The preceeding track goes right into the next track 'Envelopes', a two minute atonal instrumental that was originally intended to be played by two amplified keyboards with rhythm section accompaniment, but as with most of Zappa's music, it was too difficult to play, and the original version was never released. (Fan fact #?: The original recording was done with Mark and Howard, [the Flo and Eddie team from the Mothers of Invention in the late 60s] along with George Duke, but they couldn't get it right according to Frank, so it was never released.) The album has the rock band version of this complex composition. The original also had lyrics, but this version doesn't. It is being played live here and is not edited or cut, so what you are hearing is the unbelievable performance of this difficult track. The album ends with 'Teen-age Prostitute' performed at Santan Monica Civic Auditorium in Dec of 1981. It features a rare performance where Lisa Popeil sings the operatic lead vocals. Again, this is a complex track sounding like a wild opera about the title character, with a James Bond style instrumental interlude. Expect the crazy Zappa hyjinx.

Many people didn't know what to make of this album when it came out.

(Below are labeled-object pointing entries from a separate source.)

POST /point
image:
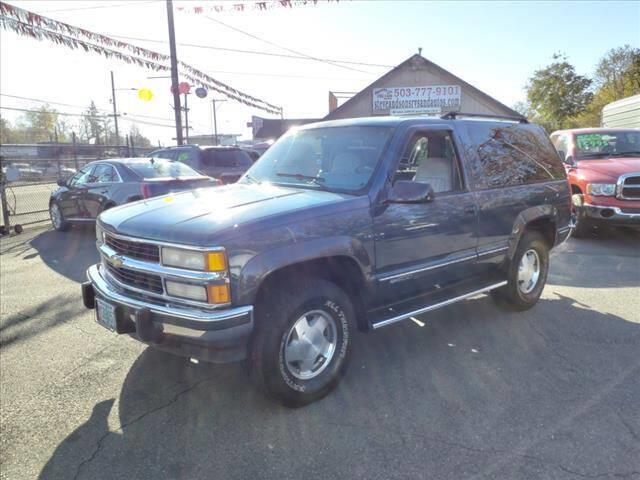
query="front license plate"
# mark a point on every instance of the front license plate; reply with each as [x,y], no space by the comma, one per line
[106,314]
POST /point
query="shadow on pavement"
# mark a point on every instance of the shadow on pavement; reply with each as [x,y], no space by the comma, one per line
[600,261]
[68,253]
[475,390]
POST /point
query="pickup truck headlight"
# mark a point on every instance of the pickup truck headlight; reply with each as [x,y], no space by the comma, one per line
[601,189]
[194,260]
[99,235]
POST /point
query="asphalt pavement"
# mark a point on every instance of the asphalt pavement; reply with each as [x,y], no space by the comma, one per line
[475,393]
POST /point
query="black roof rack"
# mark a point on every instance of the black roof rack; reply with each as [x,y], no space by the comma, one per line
[454,115]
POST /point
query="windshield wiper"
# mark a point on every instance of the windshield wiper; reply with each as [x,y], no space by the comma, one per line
[252,178]
[620,154]
[300,176]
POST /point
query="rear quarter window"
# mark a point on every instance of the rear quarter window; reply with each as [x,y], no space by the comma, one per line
[227,158]
[511,154]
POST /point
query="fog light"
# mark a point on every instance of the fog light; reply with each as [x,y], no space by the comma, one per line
[185,290]
[219,293]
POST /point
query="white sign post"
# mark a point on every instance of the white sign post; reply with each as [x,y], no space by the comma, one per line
[429,100]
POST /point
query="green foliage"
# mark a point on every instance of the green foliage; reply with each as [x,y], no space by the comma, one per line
[557,93]
[559,98]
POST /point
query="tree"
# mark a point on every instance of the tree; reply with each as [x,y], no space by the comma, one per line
[557,93]
[40,125]
[137,138]
[618,72]
[95,127]
[5,131]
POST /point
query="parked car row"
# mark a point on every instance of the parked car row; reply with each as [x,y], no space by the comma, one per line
[104,184]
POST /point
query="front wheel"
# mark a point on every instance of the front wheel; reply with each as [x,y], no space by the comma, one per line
[57,219]
[302,340]
[527,274]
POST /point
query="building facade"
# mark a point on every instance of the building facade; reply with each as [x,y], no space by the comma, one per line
[418,87]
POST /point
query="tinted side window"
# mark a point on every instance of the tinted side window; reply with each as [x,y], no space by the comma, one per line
[512,154]
[227,158]
[104,174]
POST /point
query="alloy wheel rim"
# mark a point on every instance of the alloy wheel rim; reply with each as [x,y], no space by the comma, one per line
[528,271]
[55,215]
[310,344]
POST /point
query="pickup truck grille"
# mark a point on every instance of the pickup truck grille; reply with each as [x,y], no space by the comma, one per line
[629,187]
[139,250]
[143,281]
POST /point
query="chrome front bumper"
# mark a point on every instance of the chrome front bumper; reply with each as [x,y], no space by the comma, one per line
[211,335]
[614,215]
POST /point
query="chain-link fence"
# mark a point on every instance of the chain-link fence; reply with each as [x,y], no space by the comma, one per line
[31,172]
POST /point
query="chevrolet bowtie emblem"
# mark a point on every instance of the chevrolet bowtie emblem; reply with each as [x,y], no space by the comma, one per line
[117,260]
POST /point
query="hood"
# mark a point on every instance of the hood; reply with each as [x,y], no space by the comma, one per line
[194,216]
[610,167]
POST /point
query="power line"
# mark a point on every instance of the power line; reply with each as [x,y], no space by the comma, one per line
[106,112]
[273,44]
[93,7]
[254,52]
[54,112]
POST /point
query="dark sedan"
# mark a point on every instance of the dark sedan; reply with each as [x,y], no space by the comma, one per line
[107,183]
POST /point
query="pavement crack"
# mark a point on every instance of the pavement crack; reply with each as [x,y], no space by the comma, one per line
[123,426]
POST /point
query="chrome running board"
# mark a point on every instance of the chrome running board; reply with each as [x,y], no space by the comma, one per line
[444,303]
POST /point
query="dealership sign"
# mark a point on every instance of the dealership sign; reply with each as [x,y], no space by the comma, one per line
[429,100]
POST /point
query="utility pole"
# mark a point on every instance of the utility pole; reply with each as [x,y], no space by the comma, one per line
[174,73]
[215,120]
[115,110]
[186,118]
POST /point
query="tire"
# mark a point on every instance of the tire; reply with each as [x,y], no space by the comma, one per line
[584,226]
[57,219]
[306,315]
[519,294]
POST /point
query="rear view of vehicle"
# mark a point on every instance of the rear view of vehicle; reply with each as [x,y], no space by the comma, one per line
[603,168]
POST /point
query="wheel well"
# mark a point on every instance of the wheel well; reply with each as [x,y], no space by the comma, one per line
[341,270]
[547,227]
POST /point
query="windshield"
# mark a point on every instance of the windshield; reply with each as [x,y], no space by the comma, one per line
[330,158]
[607,144]
[159,168]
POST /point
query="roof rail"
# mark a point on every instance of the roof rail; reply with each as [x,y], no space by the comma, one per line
[455,115]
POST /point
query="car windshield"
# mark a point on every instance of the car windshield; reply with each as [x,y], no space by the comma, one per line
[329,158]
[607,144]
[159,168]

Remember, many of the purchasers of the album were probably expecting more songs like 'Valley Girl', and ended up getting this very avant-garde album instead. That must have been some surprise to a lot of virgin ears at the time. Anyway, annoying repetition aside, if you pay attention to 98% of the album, you have a real complex recording here that really showcases Frank's talent, not just as a guitar player, but more as a composer. This music may sound quite alien to most people, but you are hearing Zappa at his inventive best. The 2nd half of the album seems to go by in a chaotic whirlwind, and you definitely won't catch much of the genius behind it all until you listen to it several times and seek to understand what an amazing musician Frank Zappa was. Once you understand what goes into Frank's music, and the amazing talent of his band, you can't help but give this 5 stars, even with the annoying repetition at the end of the first 2 tracks.